How Google Uses That Information: The information Google collects is used to improve its products and services and deliver more relevant content. For example, Google may tailor search results and ads, record communications with Google to help contextualize future conversations, or record your language preferences for a consistent user experience across all products.
Why Is There Controversy?
Whether this comes as a surprise to you or sounds like pretty standard stuff, I think the controversy stems from three feelings.
1.) Once Burned, Twice Shy - In the ongoing controversy around online privacy, Facebook is often cited as an offender because of its habit of quietly changing privacy settings, opting people into less private settings that makes pieces of profile information suddenly public, and then forcing users to navigate a less-than-intuitive interface to regain control of their privacy. When you combine this history with a Google user base in the hundreds of millions -- not all of whom understand the intricacies of cookies, IP addresses, and server logs -- the worst case scenario is bound to be assumed. Congress even wrote a letter to Google asking the company for further clarification on its collection and usage of private information, and the security measures Google has in place to ensure that information is securely encrypted.
Bottom line is, more people get how their information is collected and used that might not have understood it before. While some people see this as something that will make their online lives more efficient and personalized, others interpret it as just plain creepy.
3.) Having Control Over Your Privacy Is a Stretch - Google is publicizing this privacy update as one that gives you more control over what information you share, and what information you keep private. But the truth is the only way to fully opt out of sharing your information isn't a viable option at all -- because you have to stop using Google and its products almost entirely. It's a fair clause; you have to agree to the privacy policies of the other companies with which you do business. But when your product or service is an integral part of the everyday lives of millions (if not billions) of people, opting out is a reach, making personal privacy a myth.
What Marketers Can Learn From Google's Approach
Whether you think the privacy update is no big deal or the beginning of the end of privacy on the internet, there are some lessons marketers can learn from the privacy controversy Google is navigating.

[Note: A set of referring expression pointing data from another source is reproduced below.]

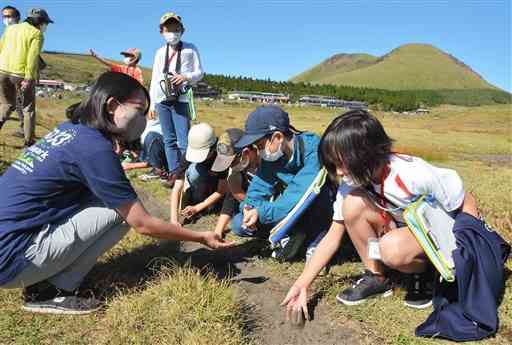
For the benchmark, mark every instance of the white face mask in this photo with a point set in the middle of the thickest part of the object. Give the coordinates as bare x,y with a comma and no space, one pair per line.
349,181
9,21
132,122
241,166
172,38
269,156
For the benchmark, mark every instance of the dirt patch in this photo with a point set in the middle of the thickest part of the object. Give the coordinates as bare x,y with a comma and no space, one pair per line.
502,160
261,292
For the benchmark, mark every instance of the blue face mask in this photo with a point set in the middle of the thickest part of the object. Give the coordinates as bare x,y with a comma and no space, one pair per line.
271,156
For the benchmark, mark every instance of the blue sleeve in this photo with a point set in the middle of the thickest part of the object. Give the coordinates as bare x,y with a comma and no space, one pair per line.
104,176
260,189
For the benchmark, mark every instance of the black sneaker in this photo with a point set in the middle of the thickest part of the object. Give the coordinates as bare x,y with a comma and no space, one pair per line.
54,301
289,246
151,175
368,286
19,134
419,290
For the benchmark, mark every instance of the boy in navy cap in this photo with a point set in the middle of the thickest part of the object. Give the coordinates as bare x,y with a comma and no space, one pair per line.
289,164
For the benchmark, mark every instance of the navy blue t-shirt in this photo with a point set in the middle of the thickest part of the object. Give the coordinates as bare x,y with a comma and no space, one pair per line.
70,167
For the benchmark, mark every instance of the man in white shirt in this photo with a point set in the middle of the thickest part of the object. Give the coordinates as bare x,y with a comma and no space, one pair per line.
176,66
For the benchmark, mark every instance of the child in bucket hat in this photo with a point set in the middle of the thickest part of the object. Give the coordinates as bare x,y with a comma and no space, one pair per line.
242,164
197,188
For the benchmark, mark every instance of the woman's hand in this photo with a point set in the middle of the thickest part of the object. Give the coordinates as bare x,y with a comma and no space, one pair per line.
178,79
189,211
214,241
296,302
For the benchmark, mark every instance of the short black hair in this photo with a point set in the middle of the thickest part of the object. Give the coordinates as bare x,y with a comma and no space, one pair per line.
36,21
14,9
358,141
92,112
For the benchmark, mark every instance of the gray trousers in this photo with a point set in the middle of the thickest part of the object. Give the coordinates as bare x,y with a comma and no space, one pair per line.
64,253
24,102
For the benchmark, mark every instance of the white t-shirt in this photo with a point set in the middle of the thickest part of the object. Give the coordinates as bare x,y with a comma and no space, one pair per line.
408,178
151,126
191,69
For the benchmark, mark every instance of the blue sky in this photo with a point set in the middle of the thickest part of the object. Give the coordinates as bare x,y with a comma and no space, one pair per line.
279,39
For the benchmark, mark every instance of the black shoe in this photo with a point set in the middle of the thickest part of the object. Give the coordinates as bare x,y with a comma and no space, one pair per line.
51,300
368,286
289,246
419,290
19,134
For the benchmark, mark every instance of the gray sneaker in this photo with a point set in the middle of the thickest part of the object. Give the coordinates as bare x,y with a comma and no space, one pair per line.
54,301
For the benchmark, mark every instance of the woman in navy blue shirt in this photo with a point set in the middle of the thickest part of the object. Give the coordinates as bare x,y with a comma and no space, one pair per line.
66,200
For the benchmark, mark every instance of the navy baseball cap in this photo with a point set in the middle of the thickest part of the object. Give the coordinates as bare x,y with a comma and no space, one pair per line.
264,120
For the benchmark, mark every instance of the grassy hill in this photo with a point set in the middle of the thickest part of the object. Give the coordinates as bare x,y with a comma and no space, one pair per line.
77,68
336,64
408,67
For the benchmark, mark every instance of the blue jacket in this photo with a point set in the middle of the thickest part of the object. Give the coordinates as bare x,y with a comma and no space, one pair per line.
297,174
467,309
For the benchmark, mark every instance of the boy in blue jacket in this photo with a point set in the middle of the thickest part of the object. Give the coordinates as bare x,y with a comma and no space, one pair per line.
289,164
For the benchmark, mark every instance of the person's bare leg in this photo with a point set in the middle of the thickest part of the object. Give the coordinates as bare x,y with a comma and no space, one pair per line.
400,250
470,205
363,221
222,224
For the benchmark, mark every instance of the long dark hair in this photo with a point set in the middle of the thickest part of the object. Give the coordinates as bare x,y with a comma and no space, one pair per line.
357,140
92,111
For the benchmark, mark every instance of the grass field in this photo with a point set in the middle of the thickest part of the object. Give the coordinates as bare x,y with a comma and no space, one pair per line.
156,301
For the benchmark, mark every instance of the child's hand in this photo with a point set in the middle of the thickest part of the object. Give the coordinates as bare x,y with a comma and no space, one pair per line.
296,302
250,217
189,211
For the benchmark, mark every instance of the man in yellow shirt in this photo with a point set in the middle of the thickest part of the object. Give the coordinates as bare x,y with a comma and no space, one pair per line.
20,47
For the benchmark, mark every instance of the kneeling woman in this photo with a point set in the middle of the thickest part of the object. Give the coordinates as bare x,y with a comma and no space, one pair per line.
65,200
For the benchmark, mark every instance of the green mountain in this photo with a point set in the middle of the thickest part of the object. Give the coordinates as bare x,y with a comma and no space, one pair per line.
408,67
77,68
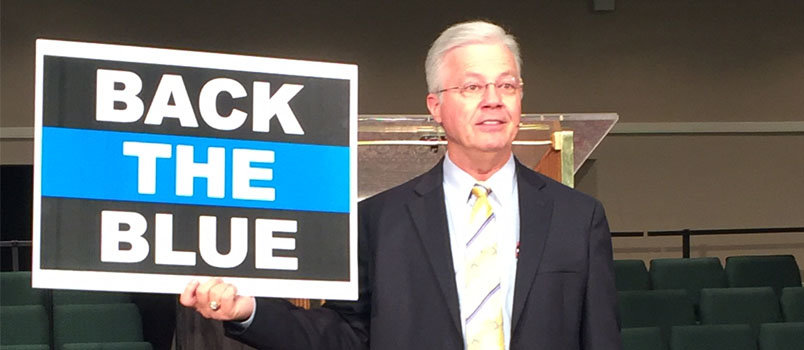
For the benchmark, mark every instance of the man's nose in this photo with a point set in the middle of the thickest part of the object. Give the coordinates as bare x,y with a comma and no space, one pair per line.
492,96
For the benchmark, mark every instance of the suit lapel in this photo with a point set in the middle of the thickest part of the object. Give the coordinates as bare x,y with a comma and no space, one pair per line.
535,212
429,215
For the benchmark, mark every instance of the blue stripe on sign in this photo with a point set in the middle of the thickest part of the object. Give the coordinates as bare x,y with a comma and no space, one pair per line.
90,164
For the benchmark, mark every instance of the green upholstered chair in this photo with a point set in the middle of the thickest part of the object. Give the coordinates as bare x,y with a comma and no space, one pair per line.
109,346
24,325
16,289
713,337
25,347
96,323
752,306
655,308
631,275
689,274
776,271
792,301
781,336
67,297
643,338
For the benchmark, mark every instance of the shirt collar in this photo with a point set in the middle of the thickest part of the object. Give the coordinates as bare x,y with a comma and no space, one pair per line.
502,183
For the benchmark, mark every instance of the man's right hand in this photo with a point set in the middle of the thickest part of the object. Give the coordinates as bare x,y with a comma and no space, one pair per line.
214,292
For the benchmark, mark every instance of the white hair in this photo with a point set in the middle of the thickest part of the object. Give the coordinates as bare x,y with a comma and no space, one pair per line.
462,34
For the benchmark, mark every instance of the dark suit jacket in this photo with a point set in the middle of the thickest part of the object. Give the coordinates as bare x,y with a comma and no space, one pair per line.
564,296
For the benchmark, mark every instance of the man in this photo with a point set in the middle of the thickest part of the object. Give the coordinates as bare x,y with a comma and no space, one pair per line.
478,253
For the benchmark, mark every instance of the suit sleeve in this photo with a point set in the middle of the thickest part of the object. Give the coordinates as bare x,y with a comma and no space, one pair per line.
601,325
337,325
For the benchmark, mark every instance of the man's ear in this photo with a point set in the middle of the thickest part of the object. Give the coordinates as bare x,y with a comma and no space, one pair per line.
434,105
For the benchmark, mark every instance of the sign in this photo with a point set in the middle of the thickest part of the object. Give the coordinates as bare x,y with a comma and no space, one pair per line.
153,167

Google had until February 16th to respond to Congress' letter of concern, but it had its ducks in a row and got back to them immediately. Google understood that the sooner questions are answered, the sooner we can all move on to another controversy.
Google's reliance on valuable user data is just like ours. The lead intelligence marketers gather based on visitor site behaviors is a crucial part of lead nurturing success, and contributes directly to our bottom line. It would be foolish not to use the information you have about your users to improve their experience with your product or service.
Google knew this change would face some criticism, but it mitigated backlash by being extremely clear and public about the updates. Along with email communication about the change, every time I use a Google product or service, I see this:
So instead of hiding its changes like Facebook did, Google took the time to make these changes visible across all of its products, and provided more than a month's notice before the changes go live so any questions can be answered and concerns alleviated.
Finally, a consistent and convenient user experience is something all businesses should strive for. From your website, to your product or service, to your messaging and communications, your prospects and customers should feel like less of a number, and more of a person. If we're in an age where information is everywhere, what level of privacy do users expect? And how much are they willing to sacrifice a great user experience for control over their personal information? I suspect as with most updates of this nature, the controversy will die down once users realize that not only will Google move forward with these updates, but Google is too intricately tied into their day-to-day lives to extricate themselves from usage.
Do you think Google's privacy update means something dangerous for the state of privacy on the internet?